Jeff swore this was the quickest way to get fluffy, melt-in-your-mouth donuts without the usual fuss of yeast or fancy ingredients. I mean, who has hours to wait for dough to rise, especially on a weekday? Maybe you’ve been there—craving something sweet, soft, and basically perfect, but your schedule screams “no way.” That day, with a cracked mixing bowl and a slightly messy countertop (don’t ask how the flour got everywhere), I realized these Easy Fluffy 3-Ingredient Biscuit Donuts weren’t just a quick fix—they were a tiny miracle.

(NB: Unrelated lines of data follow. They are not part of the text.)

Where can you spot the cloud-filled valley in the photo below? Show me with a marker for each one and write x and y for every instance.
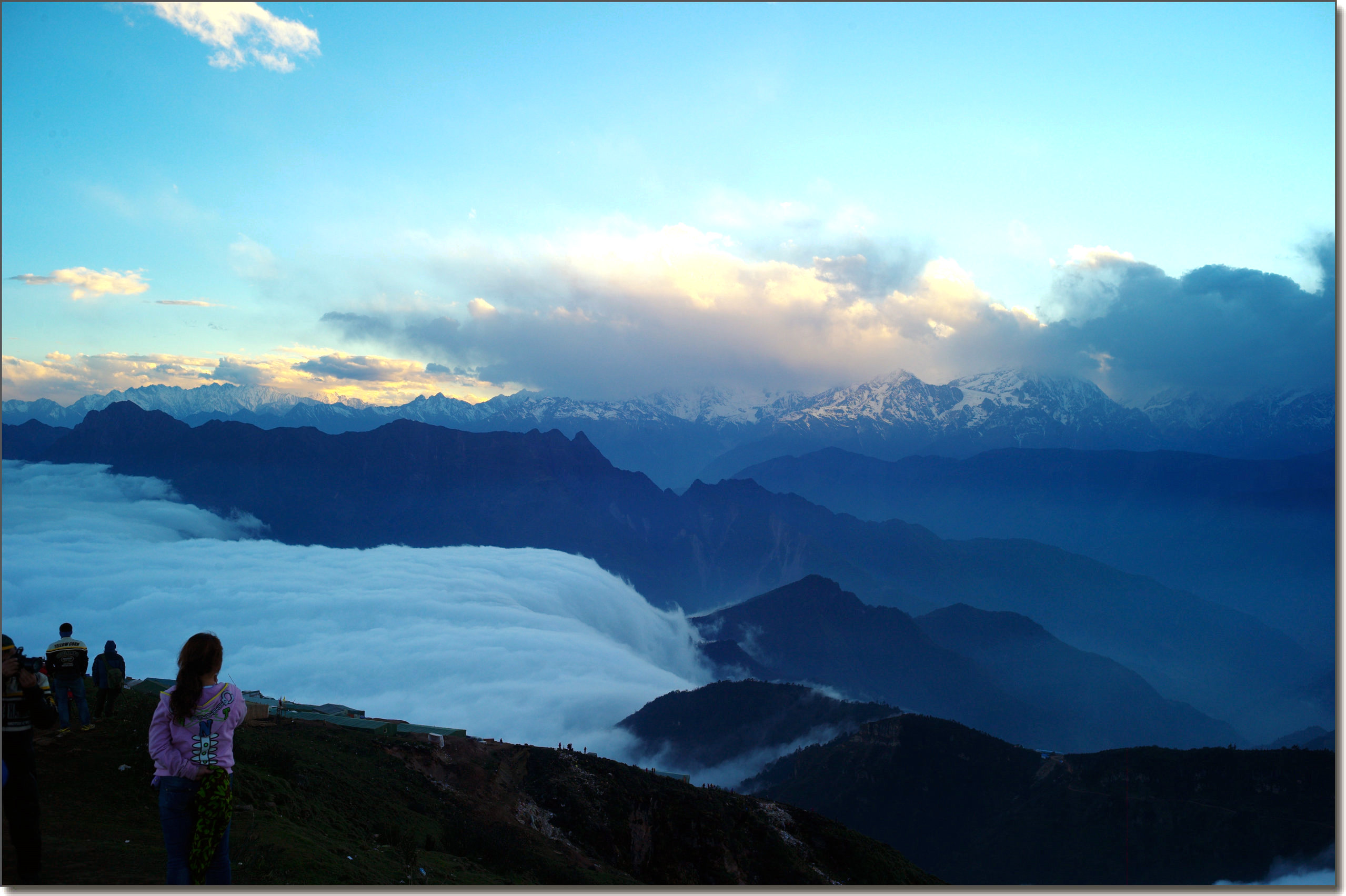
(528, 645)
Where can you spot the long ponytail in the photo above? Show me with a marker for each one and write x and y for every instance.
(201, 656)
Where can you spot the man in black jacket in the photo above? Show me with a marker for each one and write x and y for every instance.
(109, 672)
(27, 704)
(68, 661)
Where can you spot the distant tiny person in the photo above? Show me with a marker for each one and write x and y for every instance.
(109, 674)
(192, 740)
(27, 704)
(68, 661)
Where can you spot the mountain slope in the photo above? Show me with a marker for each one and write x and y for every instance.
(1000, 673)
(319, 805)
(978, 810)
(695, 730)
(1253, 535)
(672, 436)
(1100, 703)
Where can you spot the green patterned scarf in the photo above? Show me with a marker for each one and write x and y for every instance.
(213, 806)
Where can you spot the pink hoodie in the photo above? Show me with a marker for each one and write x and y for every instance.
(208, 739)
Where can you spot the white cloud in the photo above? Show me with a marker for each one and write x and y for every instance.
(243, 33)
(1098, 257)
(86, 281)
(624, 311)
(252, 260)
(534, 646)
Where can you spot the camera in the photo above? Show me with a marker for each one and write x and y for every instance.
(32, 663)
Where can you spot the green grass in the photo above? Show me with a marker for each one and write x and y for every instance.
(319, 805)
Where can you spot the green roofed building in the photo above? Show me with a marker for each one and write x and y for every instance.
(372, 726)
(406, 728)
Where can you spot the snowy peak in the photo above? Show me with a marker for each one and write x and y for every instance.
(898, 397)
(726, 405)
(1061, 397)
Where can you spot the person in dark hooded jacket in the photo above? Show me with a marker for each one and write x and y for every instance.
(109, 672)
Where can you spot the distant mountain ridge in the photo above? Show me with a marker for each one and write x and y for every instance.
(1259, 536)
(427, 486)
(998, 672)
(712, 434)
(978, 810)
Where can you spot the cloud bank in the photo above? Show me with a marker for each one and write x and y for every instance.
(622, 313)
(312, 372)
(243, 33)
(85, 281)
(534, 646)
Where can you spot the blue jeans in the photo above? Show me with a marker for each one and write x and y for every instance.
(76, 687)
(177, 818)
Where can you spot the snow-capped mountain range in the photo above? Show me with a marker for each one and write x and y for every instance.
(714, 434)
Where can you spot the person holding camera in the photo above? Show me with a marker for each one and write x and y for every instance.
(68, 661)
(27, 706)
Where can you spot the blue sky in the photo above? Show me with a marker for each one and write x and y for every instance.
(617, 198)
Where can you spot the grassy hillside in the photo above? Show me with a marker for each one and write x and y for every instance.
(321, 805)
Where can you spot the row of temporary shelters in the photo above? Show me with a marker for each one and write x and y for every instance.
(263, 707)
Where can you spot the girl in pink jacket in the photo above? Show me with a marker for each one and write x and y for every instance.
(193, 735)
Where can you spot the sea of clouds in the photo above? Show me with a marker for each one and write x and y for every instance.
(527, 645)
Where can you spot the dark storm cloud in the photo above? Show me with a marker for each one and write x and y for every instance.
(613, 317)
(1222, 331)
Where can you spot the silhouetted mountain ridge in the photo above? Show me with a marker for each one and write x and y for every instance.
(1253, 535)
(427, 486)
(978, 810)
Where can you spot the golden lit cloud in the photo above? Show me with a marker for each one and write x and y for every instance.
(85, 281)
(317, 373)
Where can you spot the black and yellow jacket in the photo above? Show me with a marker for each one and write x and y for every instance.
(68, 658)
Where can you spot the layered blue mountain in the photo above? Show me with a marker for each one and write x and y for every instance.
(978, 810)
(675, 438)
(428, 486)
(997, 672)
(1259, 536)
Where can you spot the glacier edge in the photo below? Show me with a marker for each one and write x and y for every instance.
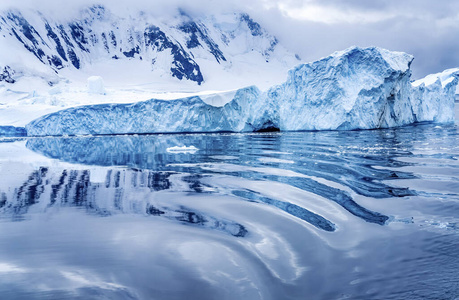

Since then, I’ve kept this recipe close for those mornings or afternoons when I need a little joy, fast. Let me tell you, these donuts are so light and airy, you might just find yourself making them more often than you planned. Plus, they’re super forgiving, so even if you mess up (like I did the first time, forgetting the sugar coating), they still turn out fantastic. If you’ve been hunting for a simple, no-fuss sweet treat, you’re definitely going to want to stick around.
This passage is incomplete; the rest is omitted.